Губернатором в Нижнем в этот памятный год был весьма известный генерал H. M. Баранов, моряк, «герой Весты» и громкого процесса, окончившегося его отставкой; потом адъютант генерал-губернатора Гурко, петербургский градоначальник, почти опальный архангельский губернатор… человек несомненно даровитый, фигура блестящая, но очень «сложная», с самыми неожиданными переходами настроений и взглядов… Еще в декабре и начале января он сам стоял почти на лукояновской точке зрения, и потому командированные им чиновники в своих «докладах» опровергали «необычайный голод» и подтверждали «необычайное пьянство». Но к февралю начальник губернии круто переменил свои взгляды, согласился с неопровержимыми выводами земской статистики (во главе которой стоял H. Ф. Анненский) и перешел на сторону «кормления». С этих пор и его чиновники стали опровергать необычайное пьянство и подтверждать наличность голода… Так как лукояновские деятели, наоборот, от признания голода перешли к его отрицанию, то губерния вступила в конфликт с уездом.

Это был период «возрождения дворянства». Новый институт земских начальников привлекал внимание и возбуждал крепостнические надежды. Министром внутренних дел был покойный Дурново, сам из «предводителей». Поэтому трудно было сказать, кто останется победителем в этом споре.

Узнав, что я намерен отправиться именно в Лукояновский уезд, чтобы там открыть столовые на деньги, поступившие в мое распоряжение через редакцию «Русских ведомостей», генерал Баранов сильно поморщился.

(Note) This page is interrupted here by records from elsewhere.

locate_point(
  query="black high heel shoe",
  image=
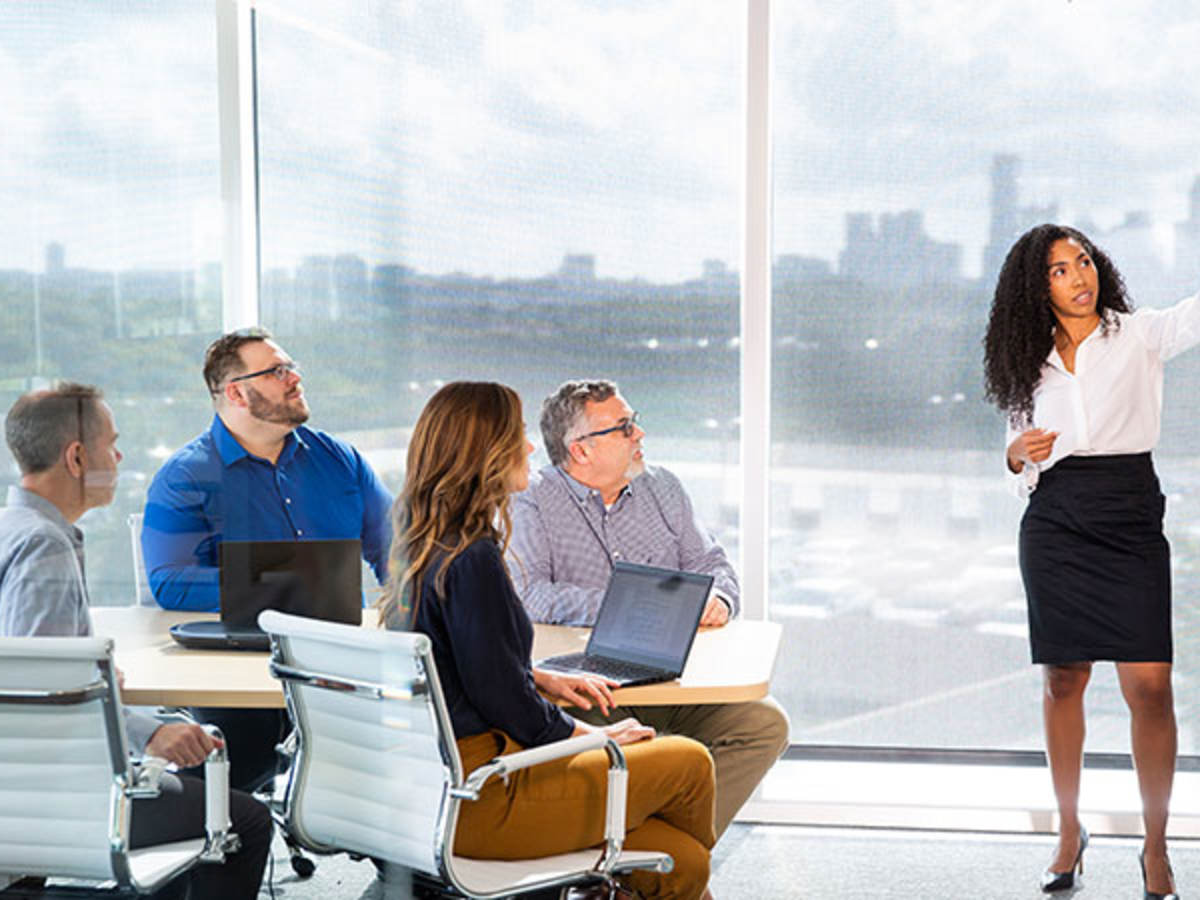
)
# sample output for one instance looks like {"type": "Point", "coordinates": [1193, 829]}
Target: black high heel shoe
{"type": "Point", "coordinates": [1147, 894]}
{"type": "Point", "coordinates": [1065, 881]}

— Но ведь вы знаете… уезд совершенно крепостнический… Будут доносы… исправника Рубинского я уже сменил, но вся полиция на их стороне…

У генерала Баранова был для меня готов другой план. Один из его родственников, камергер, отправлялся в экспедицию по Васильскому, Сергачскому и Княгининскому уездам. Результаты этой экспедиции он намеревался представить в виде доклада в какие-то высоко официозные сферы. Если бы я захотел помочь в составлении этого доклада…

Я поблагодарил генерала Баранова, но решительно отклонил план «удобного путешествия» в свите камергера. По моему мнению, «крепостнический уезд» наиболее нуждался в частной помощи и представлял наиболее интереса для наблюдения. Кроме того, я предпочитал пуститься в это плавание под собственным флагом.

В конце февраля я выехал из Нижнего по направлению к крепостническому уезду, куда и приглашаю за собою читателя… За исключением небольших, необходимых по ходу повествования, отступлений, читатель найдет здесь подлинное отражение того, что я видел, в хронологическом порядке.